Both Dr. Alexander Dix and Prof. Johannes Caspar, Commissioners for Berlin and Hamburg respectively, asserted that U.S. companies do not protect data to the same level as EU companies do, even when U.S. companies certify that they will adhere to the Safe Harbor provisions. In addition, the Data Protection Authorities (DPAs) stated that there may be inadequate enforcement of the Safe Harbor Program by the Federal Trade Commission. Speaking on behalf of his colleagues from 16 German states, Dr. Dix went as far to say that:
“The Safe Harbor agreement is practically dead, unless some limits are being placed to the excessive surveillance by intelligence agencies”.
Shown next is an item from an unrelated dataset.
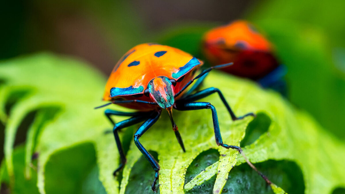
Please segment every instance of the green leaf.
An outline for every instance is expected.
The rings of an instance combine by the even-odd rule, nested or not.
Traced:
[[[14,167],[13,162],[17,159],[13,156],[13,146],[17,129],[28,113],[35,110],[39,113],[40,110],[52,107],[58,107],[59,111],[44,124],[36,124],[36,122],[39,122],[35,120],[31,127],[32,129],[40,126],[37,140],[32,140],[30,143],[37,146],[29,147],[34,148],[34,152],[38,154],[37,184],[41,193],[46,191],[48,193],[49,188],[56,186],[55,186],[56,183],[50,179],[51,176],[59,174],[59,177],[67,177],[66,175],[73,169],[88,170],[78,170],[79,172],[77,174],[81,175],[69,177],[64,181],[68,180],[69,185],[82,185],[81,190],[86,190],[83,191],[94,190],[92,188],[99,188],[96,191],[102,190],[99,182],[90,181],[94,180],[95,175],[98,173],[99,180],[108,193],[124,193],[126,186],[135,186],[137,189],[142,188],[140,183],[132,184],[138,181],[136,176],[139,180],[141,177],[145,179],[142,182],[144,187],[147,187],[146,182],[153,180],[153,170],[148,170],[148,172],[145,173],[147,176],[135,176],[138,174],[138,170],[134,167],[135,165],[139,169],[145,166],[142,162],[137,163],[140,161],[138,160],[139,158],[143,158],[132,141],[129,143],[127,162],[120,183],[120,178],[113,177],[112,172],[119,163],[118,154],[111,134],[105,134],[105,132],[110,130],[112,126],[105,118],[103,109],[93,109],[104,103],[100,99],[105,79],[97,70],[75,60],[43,54],[3,62],[0,66],[0,79],[5,80],[3,86],[10,88],[8,89],[10,90],[10,86],[13,88],[21,87],[30,92],[29,95],[17,101],[6,115],[5,164],[9,175],[7,179],[12,189],[17,184],[20,184],[17,183],[14,177],[24,173],[23,170],[21,172],[14,170],[16,168]],[[251,140],[253,143],[243,148],[244,152],[252,162],[269,160],[293,162],[301,169],[305,193],[307,194],[329,193],[336,186],[345,184],[345,168],[343,162],[345,159],[345,145],[327,133],[307,114],[296,110],[276,93],[263,90],[249,81],[216,71],[209,74],[203,87],[215,86],[222,91],[237,115],[253,111],[265,114],[270,119],[267,132],[264,132],[256,140]],[[6,103],[8,99],[3,99],[2,103]],[[245,137],[246,132],[249,131],[247,127],[253,118],[232,121],[216,94],[202,100],[211,102],[217,109],[224,142],[239,145],[241,139],[247,138]],[[115,106],[109,108],[129,110]],[[212,176],[209,174],[208,178],[204,180],[206,182],[195,181],[195,178],[190,181],[196,183],[195,185],[200,184],[202,187],[203,184],[210,183],[208,180],[215,178],[213,192],[221,193],[228,188],[226,185],[229,181],[227,180],[229,177],[236,177],[233,176],[235,174],[232,174],[233,171],[236,172],[237,166],[245,165],[241,164],[244,162],[244,159],[234,150],[217,146],[209,110],[175,111],[173,114],[185,143],[186,153],[182,152],[174,137],[169,117],[165,112],[140,138],[144,146],[158,155],[160,166],[160,192],[182,193],[186,187],[190,188],[188,183],[185,182],[185,175],[187,168],[200,153],[215,149],[220,155],[219,158],[216,157],[218,162],[214,164],[218,164],[216,175]],[[125,118],[114,117],[114,118],[118,122]],[[126,133],[121,133],[120,138],[128,139],[130,134],[132,134],[138,127],[136,125],[128,127]],[[94,152],[91,148],[77,149],[78,145],[85,144],[92,145],[91,147],[94,148]],[[77,154],[77,151],[71,150],[78,150],[78,153],[81,153]],[[28,152],[27,154],[31,152]],[[75,155],[71,154],[74,153]],[[95,154],[98,173],[94,169],[94,164],[91,162],[93,156],[90,156]],[[83,156],[86,155],[90,155]],[[56,163],[60,158],[57,156],[65,156],[61,157],[66,159]],[[75,156],[78,158],[73,158]],[[85,159],[80,159],[83,157]],[[80,163],[78,165],[80,168],[76,165],[76,161]],[[53,165],[54,164],[57,164]],[[213,164],[210,164],[211,166],[207,168],[210,170],[209,172],[216,169],[215,166],[212,167]],[[203,165],[203,168],[208,168],[207,165]],[[55,166],[57,169],[54,169]],[[149,166],[146,166],[146,169],[150,170]],[[269,170],[267,166],[258,166],[259,169],[264,172],[266,168]],[[276,171],[279,172],[280,168],[277,167]],[[32,178],[34,177],[33,175]],[[205,177],[201,175],[197,177]],[[270,173],[267,175],[270,178]],[[265,183],[259,175],[257,176],[258,180],[249,179],[248,182],[253,184]],[[2,177],[2,180],[5,180]],[[188,177],[188,180],[190,179]],[[88,186],[80,183],[93,183],[95,185],[90,186],[88,188]],[[276,183],[281,189],[272,185],[274,190],[286,190],[285,182]],[[185,183],[186,186],[184,188]],[[75,189],[75,186],[70,188],[68,192]],[[133,188],[128,189],[129,191]]]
Dr. Dix further announced that the German DPAs in Berlin and Bremen have initiated administrative proceedings against two U.S. companies that base their data transfers on the EU/U.S. Safe Harbor Program. In these proceedings, the Germany DPAs have expressed their intention to stop data transfers for a limited time. Some commentators have suggested that an actual suspension of data transfer may potentially lead to a court decision, which could deny the supervisory authorities’ competence to suspend data transfers.
Other speakers, such as Paul Nemitz, Director for fundamental rights and union citizenship at the Directorate-General Justice of the European Commission, stressed that “there is an economic incentive to make Safe Harbor work”. However, in order for trans-Atlantic businesses to flourish, organisations need to be more transparent.
In light of these developments, global organisations may wish to consider alternative approaches to the Safe Harbor Program, such as EU Model Clauses, for data transfers from European jurisdictions, such as from Germany to the United States.